As Amsterdam-native Marijke Niles, 66, tells visitors to her nursery business located along Robert Young Road in the foothills of Starksboro, she inherited the Dutch way of gardening in harmony with nature.

As a young girl growing up in a house along an Amsterdam canal, where flowers appear everywhere, Marijke (pronounced Mah-ree-ka) blossomed quickly—a little bit like the childhood tulip garden she lovingly tended.

Now, living an ocean away from her native Netherlands, this certified UVM Master Gardener continues to nurture her life’s passion—that is, turning a myriad of seeds and cuttings into healthy flowering, ornamental and vegetable plants.

“I opened Marijke's Perennial Gardens Plus in spring 2007 with no particular blueprint,” Marijke said. “All I knew is that, in my mind’s eye, I wanted to transform the landscape into a nursery that would be beautiful, educational, witty, and in harmony with the environment.”

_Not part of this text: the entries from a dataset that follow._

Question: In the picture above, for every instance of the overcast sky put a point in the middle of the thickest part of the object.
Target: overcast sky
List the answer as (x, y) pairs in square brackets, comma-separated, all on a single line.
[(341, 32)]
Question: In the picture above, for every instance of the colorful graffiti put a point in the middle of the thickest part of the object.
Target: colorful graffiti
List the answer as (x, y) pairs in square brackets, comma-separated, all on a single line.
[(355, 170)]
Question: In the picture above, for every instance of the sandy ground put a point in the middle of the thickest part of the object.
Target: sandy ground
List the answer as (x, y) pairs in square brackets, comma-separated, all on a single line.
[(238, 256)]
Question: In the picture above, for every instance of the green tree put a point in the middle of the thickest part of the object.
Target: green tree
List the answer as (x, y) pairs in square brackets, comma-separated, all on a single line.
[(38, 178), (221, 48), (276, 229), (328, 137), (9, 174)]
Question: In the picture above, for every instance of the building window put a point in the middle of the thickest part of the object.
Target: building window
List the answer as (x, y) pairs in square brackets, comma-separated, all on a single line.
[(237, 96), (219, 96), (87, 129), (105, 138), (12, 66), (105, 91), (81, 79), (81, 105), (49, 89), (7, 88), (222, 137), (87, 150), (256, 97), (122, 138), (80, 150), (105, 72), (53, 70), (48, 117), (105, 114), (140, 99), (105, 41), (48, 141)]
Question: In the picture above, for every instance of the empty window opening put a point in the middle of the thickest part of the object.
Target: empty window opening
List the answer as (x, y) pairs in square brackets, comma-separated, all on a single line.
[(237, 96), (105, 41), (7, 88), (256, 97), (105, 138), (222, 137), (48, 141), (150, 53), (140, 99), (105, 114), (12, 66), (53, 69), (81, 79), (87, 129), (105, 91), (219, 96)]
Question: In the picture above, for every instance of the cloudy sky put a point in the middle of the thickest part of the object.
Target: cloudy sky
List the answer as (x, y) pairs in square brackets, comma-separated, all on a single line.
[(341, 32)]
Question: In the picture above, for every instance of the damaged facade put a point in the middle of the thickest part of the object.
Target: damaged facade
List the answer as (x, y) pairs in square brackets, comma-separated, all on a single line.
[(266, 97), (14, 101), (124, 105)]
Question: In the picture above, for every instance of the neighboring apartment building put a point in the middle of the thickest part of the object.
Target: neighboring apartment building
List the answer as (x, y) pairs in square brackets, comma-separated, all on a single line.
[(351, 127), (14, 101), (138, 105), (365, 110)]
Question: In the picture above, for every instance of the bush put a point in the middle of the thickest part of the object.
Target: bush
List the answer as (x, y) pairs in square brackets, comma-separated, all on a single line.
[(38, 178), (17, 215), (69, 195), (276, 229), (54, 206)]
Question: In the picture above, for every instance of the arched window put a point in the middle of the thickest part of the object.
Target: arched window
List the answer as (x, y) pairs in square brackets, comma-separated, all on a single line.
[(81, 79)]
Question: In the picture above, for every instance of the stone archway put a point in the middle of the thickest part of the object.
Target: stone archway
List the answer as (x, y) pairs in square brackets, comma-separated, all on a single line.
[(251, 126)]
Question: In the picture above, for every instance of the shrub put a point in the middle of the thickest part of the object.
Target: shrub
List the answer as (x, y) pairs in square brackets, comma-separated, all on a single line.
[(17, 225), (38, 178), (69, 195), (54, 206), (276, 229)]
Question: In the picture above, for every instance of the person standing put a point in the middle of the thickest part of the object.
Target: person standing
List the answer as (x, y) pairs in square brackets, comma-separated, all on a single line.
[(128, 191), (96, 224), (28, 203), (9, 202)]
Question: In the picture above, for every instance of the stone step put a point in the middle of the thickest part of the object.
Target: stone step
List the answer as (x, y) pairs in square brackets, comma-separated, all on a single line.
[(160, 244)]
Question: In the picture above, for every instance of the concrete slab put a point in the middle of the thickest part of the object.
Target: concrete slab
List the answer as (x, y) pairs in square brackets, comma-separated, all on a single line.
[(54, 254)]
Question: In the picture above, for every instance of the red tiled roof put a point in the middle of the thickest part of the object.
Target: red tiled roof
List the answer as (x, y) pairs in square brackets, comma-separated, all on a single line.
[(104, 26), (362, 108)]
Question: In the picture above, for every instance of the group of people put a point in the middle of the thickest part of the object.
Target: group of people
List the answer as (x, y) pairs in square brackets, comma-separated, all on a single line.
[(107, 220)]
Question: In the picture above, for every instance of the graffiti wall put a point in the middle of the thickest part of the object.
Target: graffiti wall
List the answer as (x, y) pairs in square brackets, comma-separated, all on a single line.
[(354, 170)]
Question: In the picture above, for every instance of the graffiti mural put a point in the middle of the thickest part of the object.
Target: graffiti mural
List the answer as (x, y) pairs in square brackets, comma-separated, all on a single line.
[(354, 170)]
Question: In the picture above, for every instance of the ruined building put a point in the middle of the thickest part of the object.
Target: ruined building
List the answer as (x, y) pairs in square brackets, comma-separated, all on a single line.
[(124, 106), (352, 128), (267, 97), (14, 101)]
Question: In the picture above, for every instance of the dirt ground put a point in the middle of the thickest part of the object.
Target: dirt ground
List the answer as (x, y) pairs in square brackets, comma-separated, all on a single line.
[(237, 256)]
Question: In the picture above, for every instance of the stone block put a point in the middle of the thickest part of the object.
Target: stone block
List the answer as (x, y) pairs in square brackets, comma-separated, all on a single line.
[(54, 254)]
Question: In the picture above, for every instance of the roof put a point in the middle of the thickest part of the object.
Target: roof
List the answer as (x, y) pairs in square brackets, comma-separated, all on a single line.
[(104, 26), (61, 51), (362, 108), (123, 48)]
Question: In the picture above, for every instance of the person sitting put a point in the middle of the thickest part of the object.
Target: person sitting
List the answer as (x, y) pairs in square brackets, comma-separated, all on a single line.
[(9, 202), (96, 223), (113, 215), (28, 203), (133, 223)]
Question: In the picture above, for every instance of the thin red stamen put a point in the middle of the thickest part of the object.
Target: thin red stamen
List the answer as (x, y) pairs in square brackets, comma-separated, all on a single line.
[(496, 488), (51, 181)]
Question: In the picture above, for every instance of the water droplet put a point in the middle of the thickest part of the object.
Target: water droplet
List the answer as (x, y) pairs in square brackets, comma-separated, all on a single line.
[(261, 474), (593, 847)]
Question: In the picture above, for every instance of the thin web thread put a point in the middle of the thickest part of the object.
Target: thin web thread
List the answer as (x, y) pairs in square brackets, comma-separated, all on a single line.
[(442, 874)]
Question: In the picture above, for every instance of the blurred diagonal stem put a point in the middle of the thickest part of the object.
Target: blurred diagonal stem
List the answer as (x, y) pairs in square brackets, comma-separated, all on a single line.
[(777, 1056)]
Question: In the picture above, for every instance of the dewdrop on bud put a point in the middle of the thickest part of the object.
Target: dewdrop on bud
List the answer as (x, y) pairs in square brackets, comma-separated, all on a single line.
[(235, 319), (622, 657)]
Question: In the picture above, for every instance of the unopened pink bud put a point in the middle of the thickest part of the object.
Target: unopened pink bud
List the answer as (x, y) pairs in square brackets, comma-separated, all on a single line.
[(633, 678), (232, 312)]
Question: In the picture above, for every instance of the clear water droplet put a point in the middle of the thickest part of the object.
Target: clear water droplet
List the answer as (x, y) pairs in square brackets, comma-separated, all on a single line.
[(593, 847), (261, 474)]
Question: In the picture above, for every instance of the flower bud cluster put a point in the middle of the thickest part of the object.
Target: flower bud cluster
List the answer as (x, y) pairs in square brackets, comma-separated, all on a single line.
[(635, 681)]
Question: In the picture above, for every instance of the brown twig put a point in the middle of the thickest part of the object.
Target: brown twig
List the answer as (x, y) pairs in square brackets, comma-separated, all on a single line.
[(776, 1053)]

Five years later, Marijke and her husband, retired Porter Hospital orthopedic surgeon Dr. Price Niles, have transformed what was a weedy eight-acre hillside property, situated at 1,500 feet above sea level, into a cultivated paradise.

While the couple keeps busy with the garden business during the growing season, in the dark winter months, Marijke works as a ski instructor at the Sugarbush resort. Skiing means a lot to Marijke and Price; after all, husband and wife first met each other on snowy slopes.

Unlike other garden centers, a quick scan of Marijke’s gardens shows no greenhouse in sight.

Since Marijke specializes in USDA Zone 4 and colder plants, she has dispensed with the need to winter-over tender plants in energy guzzling greenhouses. Instead, this master gardener has devised a unique system of layering her plants—using organic materials and tarps—at the start of cold weather. This neat trick appears to keep specimens in a healthy, dormant state during the winter months (with only minor losses); properly banked, these living plants are ready to reawaken come spring.